Conclui-se, também, haver uma sobreposição ou concomitância entre
atitudes de hipersexualidade e outras afecções psiquiátricas, tais como e
principalmente, o Transtorno Obsessivo Compulsivo, o Transtorno por Abuso
de Substâncias e Transtorno do Controle dos Impulsos, assim como uma
sobreposição ou concomitância com alguns Transtornos da Personalidade,
notadamente do tipo Histérico e Obsessivo-Compulsivo.
Há ainda possibilidades da hipersexualidade ser apenas um sintoma de
outras alterações neuro-psiquiátricas subjacentes, como algumas epilepsias
fronto-temporais, disfunções frontais, seqüelas neurológicas de lesões
vasculares, demência ou outros quadros organomentais.
Existem autores sugerindo que o Comportamento Sexual Compulsivo possa
aparecer de 2 formas; com ou sem Parafilia, obviamente mais patológico
quando com Parafilia.

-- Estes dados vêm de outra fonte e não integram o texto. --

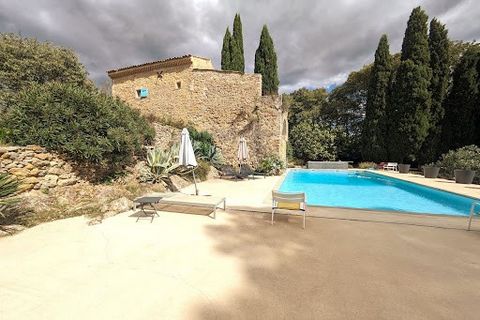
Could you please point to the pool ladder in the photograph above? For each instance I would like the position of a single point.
(472, 213)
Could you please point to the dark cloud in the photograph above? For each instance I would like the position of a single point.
(317, 42)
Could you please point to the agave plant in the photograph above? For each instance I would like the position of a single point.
(208, 152)
(8, 187)
(161, 163)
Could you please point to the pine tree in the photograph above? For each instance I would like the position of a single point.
(238, 36)
(460, 125)
(226, 56)
(266, 63)
(409, 110)
(375, 124)
(439, 45)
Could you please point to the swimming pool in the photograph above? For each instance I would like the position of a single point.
(368, 190)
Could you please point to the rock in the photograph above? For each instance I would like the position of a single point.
(55, 171)
(19, 172)
(116, 206)
(177, 183)
(34, 172)
(50, 180)
(66, 182)
(213, 173)
(43, 156)
(29, 166)
(11, 229)
(35, 148)
(30, 180)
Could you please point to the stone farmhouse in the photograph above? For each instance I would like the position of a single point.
(228, 104)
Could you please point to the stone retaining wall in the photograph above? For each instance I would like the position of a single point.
(36, 168)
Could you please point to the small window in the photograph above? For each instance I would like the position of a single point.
(142, 93)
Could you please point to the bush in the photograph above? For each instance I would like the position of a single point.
(271, 165)
(466, 158)
(367, 165)
(310, 141)
(82, 123)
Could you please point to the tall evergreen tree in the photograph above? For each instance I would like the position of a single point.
(235, 56)
(462, 110)
(409, 110)
(439, 45)
(266, 63)
(226, 56)
(238, 37)
(375, 124)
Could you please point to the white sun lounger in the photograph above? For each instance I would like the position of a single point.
(181, 199)
(392, 166)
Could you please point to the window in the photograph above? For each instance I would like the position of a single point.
(142, 93)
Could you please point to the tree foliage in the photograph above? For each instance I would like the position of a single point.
(439, 45)
(238, 37)
(375, 131)
(85, 125)
(266, 63)
(310, 141)
(409, 110)
(460, 126)
(226, 56)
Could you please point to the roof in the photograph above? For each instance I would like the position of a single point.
(174, 61)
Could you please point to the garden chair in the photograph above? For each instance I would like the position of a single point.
(289, 201)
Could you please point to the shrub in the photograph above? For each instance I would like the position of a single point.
(466, 158)
(367, 165)
(271, 165)
(310, 141)
(8, 187)
(82, 123)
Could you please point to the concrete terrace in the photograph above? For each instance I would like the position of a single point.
(347, 264)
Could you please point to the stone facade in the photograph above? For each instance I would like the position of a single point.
(229, 105)
(36, 168)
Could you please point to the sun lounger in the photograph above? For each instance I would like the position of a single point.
(289, 201)
(181, 199)
(228, 172)
(148, 200)
(247, 172)
(392, 166)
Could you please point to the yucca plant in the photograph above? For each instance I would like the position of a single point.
(161, 164)
(8, 186)
(208, 152)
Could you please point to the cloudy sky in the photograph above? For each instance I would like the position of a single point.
(317, 42)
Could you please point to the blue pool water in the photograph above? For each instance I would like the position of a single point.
(367, 190)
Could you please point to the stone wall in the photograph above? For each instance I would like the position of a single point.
(36, 168)
(229, 105)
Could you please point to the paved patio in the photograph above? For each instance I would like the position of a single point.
(347, 264)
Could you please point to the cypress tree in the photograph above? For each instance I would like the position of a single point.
(374, 126)
(439, 45)
(409, 111)
(460, 126)
(266, 63)
(226, 56)
(235, 56)
(238, 36)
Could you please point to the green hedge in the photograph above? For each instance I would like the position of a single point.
(79, 122)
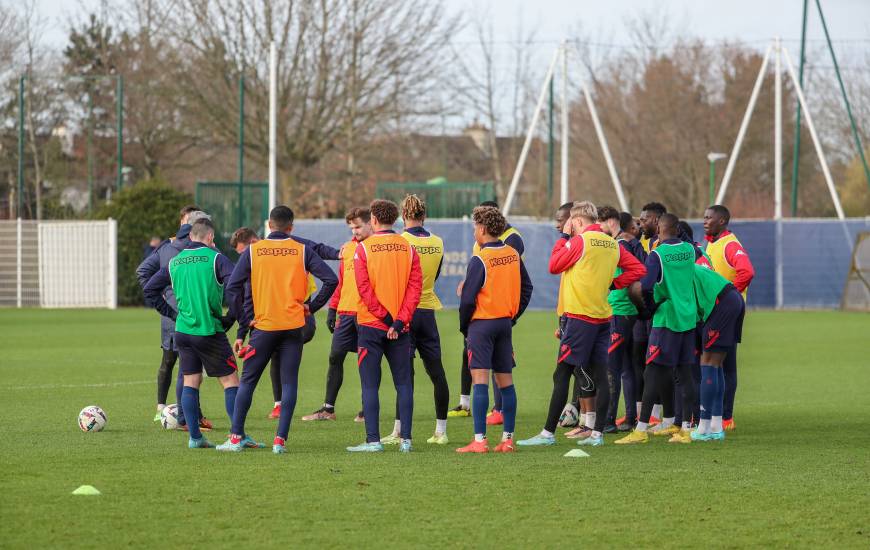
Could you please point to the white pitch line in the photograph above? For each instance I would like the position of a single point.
(63, 386)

Entretanto, em nossa opinião, nada impede que o
diagnóstico correto seja de Parafilia com Comportamento Sexual
Compulsivo, o que não justificaria “idealizarmos” uma outra patologia nova
para um comportamento hipersexual.
Não está claro ainda se a denominação mais correta seria Transtorno
Hipersexual, Hipersexualidade Patológica ou Comportamento Sexual
Compulsivo, assim como não está perfeitamente estabelecido se existe, de
fato, uma doença com essas características. Há dúvidas ainda sobre o fato
do comportamento hipersexualizado ser um sintoma de outra patologia
psiquiátrica ou, temerariamente, ser apenas uma tendência de
psiquiatrizarmos atitudes e comportamentos humanos variantes.